Being Vegetarian: One Year Later

For the past 6 or 7 years, I’ve been vegetarian on and off for a few months at a time. As young as I was and as dependent on my family for meals, it would hard to maintain this dietary change for long periods of time. My longest span was 9 months. December of 2017, I cut out red meat due to adverse reactions my body was having: fatigue, stomachaches, headaches, and overall lethargy. As the new year drew closer, I decided I wanted my 2018 new year’s resolution to be vegetarian for the entire year. I had never been one for resolutions, but this one seemed realistic. Cutting out all meat from my diet is something I am capable of sticking with and am passionate about doing. Here’s how it's going:

(Photo by Eaters Collective on Unsplash)

  1. I’m still a vegetarian. I went into this challenge not knowing if I was going to maintain it after a year, but here I am with no plans to quit. Of course, while my ultimate goal is to be a vegetarian as long as I can, I never imagined this new years resolution would continue. It’s so much more than a resolution at this point.

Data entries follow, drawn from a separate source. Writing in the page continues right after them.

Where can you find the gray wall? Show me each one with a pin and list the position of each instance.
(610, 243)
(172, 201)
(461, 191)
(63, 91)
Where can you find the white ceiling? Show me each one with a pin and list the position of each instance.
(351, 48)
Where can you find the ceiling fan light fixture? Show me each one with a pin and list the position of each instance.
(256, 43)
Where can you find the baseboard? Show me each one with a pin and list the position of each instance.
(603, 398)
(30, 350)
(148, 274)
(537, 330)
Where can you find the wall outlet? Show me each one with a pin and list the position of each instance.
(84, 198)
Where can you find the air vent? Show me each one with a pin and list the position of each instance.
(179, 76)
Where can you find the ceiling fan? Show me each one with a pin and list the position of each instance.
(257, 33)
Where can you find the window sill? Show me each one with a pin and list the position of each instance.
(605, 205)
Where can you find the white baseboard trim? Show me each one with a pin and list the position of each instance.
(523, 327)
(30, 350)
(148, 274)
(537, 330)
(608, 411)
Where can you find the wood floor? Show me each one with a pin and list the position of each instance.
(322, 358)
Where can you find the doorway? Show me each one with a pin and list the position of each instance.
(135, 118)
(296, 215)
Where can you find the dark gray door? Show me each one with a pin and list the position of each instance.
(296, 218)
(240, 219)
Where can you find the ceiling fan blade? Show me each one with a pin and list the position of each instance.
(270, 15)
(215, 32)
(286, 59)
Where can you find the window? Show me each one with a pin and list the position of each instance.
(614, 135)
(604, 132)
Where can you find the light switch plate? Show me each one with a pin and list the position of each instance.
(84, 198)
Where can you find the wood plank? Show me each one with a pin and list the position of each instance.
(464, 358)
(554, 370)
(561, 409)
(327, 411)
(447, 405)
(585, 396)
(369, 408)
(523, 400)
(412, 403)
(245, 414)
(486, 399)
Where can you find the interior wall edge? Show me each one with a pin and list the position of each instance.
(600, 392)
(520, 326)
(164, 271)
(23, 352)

  2. The cravings end but missing certain foods doesn’t. I no longer have the desire to eat dishes with meat because I know it will wreak havoc on my stomach (fun fact: your body forgets how to digest meat after a while, making your first meat meal somewhat uncomfortable to eat. The longer you don’t eat, the more sensitive you will be). However, while I have found replacements for many of my favorite dishes, I do miss just the traditional version. Barbeque pulled pork sandwiches, for instance, are the bane of my existence.

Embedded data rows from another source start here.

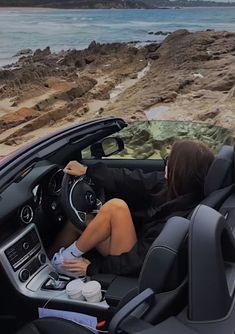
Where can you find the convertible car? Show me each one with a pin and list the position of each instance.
(187, 281)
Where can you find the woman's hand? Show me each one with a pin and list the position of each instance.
(75, 168)
(76, 265)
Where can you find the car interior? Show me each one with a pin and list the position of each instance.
(187, 281)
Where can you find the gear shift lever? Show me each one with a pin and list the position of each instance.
(55, 282)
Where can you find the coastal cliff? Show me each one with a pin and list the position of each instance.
(189, 76)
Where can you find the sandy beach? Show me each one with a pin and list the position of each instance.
(189, 76)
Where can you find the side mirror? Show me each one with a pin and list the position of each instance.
(107, 147)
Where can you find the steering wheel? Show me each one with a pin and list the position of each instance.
(79, 198)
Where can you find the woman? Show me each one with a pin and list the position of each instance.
(121, 241)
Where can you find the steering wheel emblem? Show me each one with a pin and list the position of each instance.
(90, 198)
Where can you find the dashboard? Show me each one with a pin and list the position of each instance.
(33, 197)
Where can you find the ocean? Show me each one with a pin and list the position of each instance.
(69, 29)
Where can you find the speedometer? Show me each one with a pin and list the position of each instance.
(37, 194)
(55, 182)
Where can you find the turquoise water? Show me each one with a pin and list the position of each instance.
(66, 29)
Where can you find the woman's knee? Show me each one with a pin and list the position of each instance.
(115, 204)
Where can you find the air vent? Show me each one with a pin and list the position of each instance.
(26, 214)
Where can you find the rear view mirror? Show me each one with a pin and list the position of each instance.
(107, 147)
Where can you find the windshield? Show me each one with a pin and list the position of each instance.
(138, 60)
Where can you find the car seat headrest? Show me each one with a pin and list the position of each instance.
(220, 173)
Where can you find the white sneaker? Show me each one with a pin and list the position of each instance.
(57, 262)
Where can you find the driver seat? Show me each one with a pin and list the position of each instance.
(219, 184)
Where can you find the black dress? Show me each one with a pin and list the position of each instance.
(138, 189)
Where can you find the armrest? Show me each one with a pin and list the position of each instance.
(139, 304)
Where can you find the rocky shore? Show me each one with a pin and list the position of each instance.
(189, 76)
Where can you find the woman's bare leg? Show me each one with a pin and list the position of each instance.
(66, 236)
(112, 231)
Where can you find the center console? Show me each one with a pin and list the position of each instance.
(28, 268)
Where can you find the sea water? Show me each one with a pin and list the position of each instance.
(67, 29)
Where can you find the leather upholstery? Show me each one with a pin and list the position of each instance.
(221, 173)
(161, 269)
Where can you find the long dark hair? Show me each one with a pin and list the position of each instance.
(187, 166)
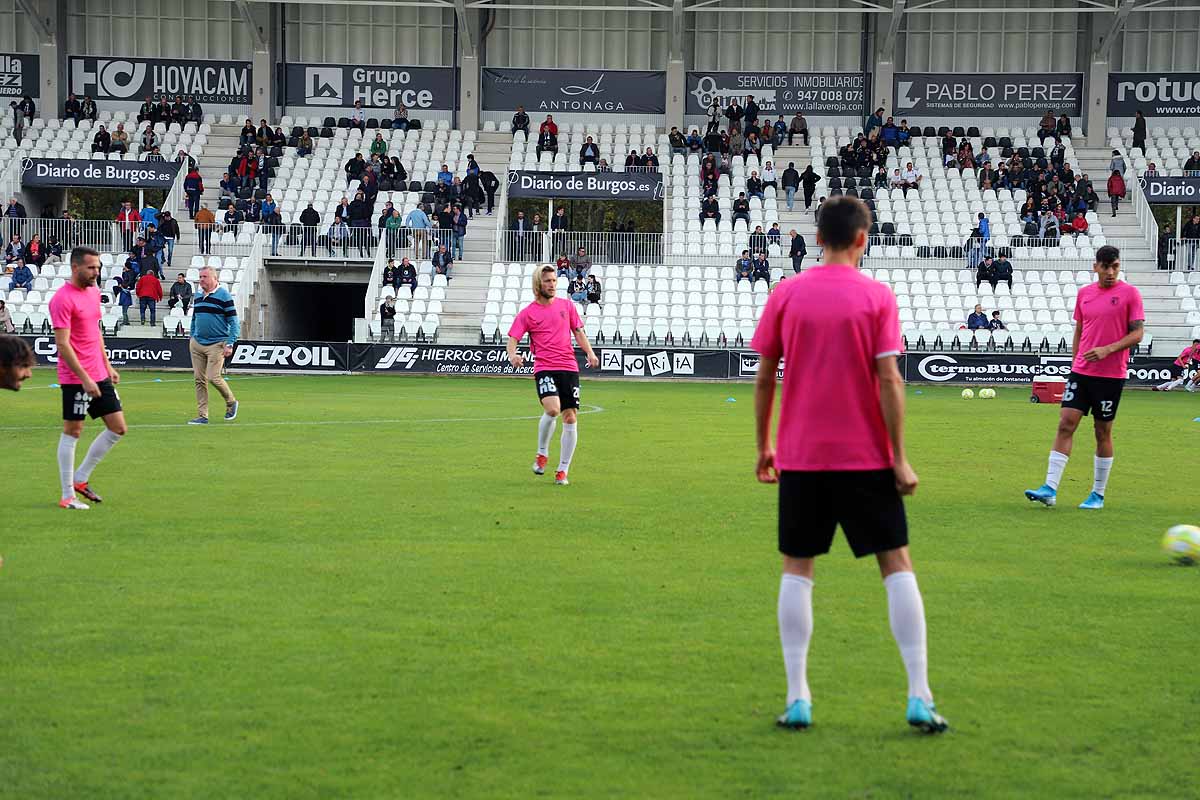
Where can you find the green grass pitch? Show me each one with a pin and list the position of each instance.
(359, 590)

  3. It gets easier. The first few months of cutting out all meat entirely feel like it will never end. It gets bad enough that you want to give up. You feel endlessly hungry and grumpy that there are never good options. Your body adjusts to taking in a higher quantity of lower-calorie items to get its fill. It amazes me how one burger would make me feel bloated and bursting, but now I can eat giant salads with all my favorite toppings and still reach for a bread roll. I can also scan menus for food I can eat much faster than before. Restaurants with ‘vegetarian’ and ‘vegan’ coding or sections in their menus have a special place in my heart.

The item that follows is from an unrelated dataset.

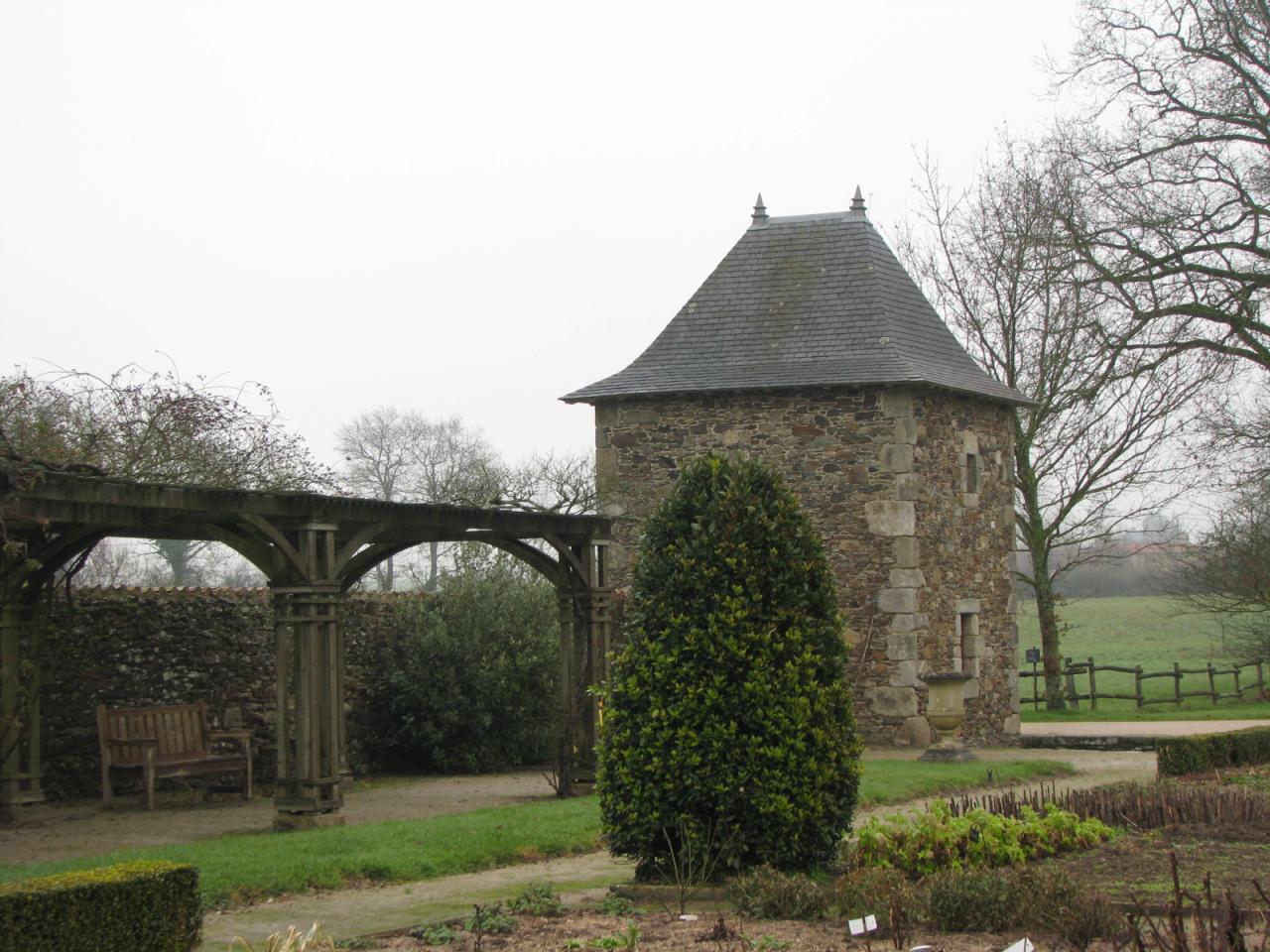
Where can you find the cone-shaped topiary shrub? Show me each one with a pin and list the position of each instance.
(728, 738)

  4. I think a lot more about the food I’m putting in my body. It’s so easy to fall into the trap of being a carbs-based vegetarian. No meat? No problem, just eat fries and pasta and bread and you’ll be good, right? Wrong. Leafy greens (not iceberg lettuce), beans, and lentils are all staples in my diet (well, for a college student on a budget, I try my best). Becoming a vegetarian meant becoming a spinach fiend. It isn’t as simple as removing meat from your diet, it involves actively replacing meat with something just as or more nutritious. ​

If being vegetarian is possible based on your health, lifestyle, and budget, I would strongly recommend anyone to try it. Even if it's something as simple as meatless Mondays, or one week at a time, vegetarianism doesn't have to be a year-long commitment. It takes practice and effort in order to become accustomed to it. To me, the benefits outweigh the cost of simply not eating meat.